Is the mirror racist?: Interrogating the space of whiteness

Philosophy and Social Criticism 30 (1):25-50 (2004)
Abstract
This essay draws on a wide range of feminist, psychoanalytic and other anti-racist theorists to work out the specific mode of space as ‘contained’ and the ways it grounds dominant contemporary forms of racism i.e. the space of phallicized whiteness. Offering a close reading of Lacan’s primary models for ego-formation, the mirror stage and the inverted bouquet, I argue that psychoanalysis can help us to map contemporary power relations of racism because it enacts some of those very dynamics. Casting the production of subjectivity on the field of the visual, Lacan performs some of the fundamental conceptions of space and embodiment that ground the dominant forms of racism in these cultural symbolics.

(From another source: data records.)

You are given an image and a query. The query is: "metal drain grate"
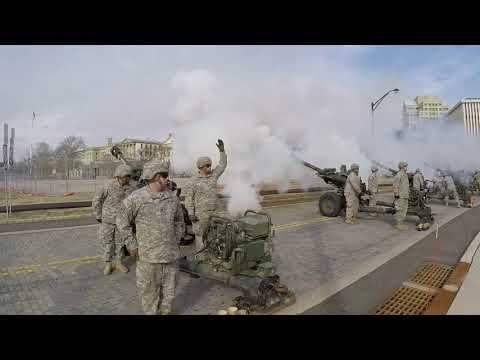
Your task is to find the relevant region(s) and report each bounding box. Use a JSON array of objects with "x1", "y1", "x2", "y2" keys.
[
  {"x1": 375, "y1": 286, "x2": 434, "y2": 315},
  {"x1": 410, "y1": 263, "x2": 453, "y2": 289}
]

Namely, he articulates a body that is bound by skin, structured by a logic of containment, cathected through aggression and distance, and read primarily through the way it looks – both how it appears and how it beholds the appearances of other bodies. Unraveling this nexus of power relations, I argue that a fundamental anti-racist strategy is to interrupt, interrogate and re-deploy this interpellation of images. Key Words: ego-formation • embodiment • historicity • Lacan • ontological • phallus • race/racial difference/racism • space • visual • whiteness.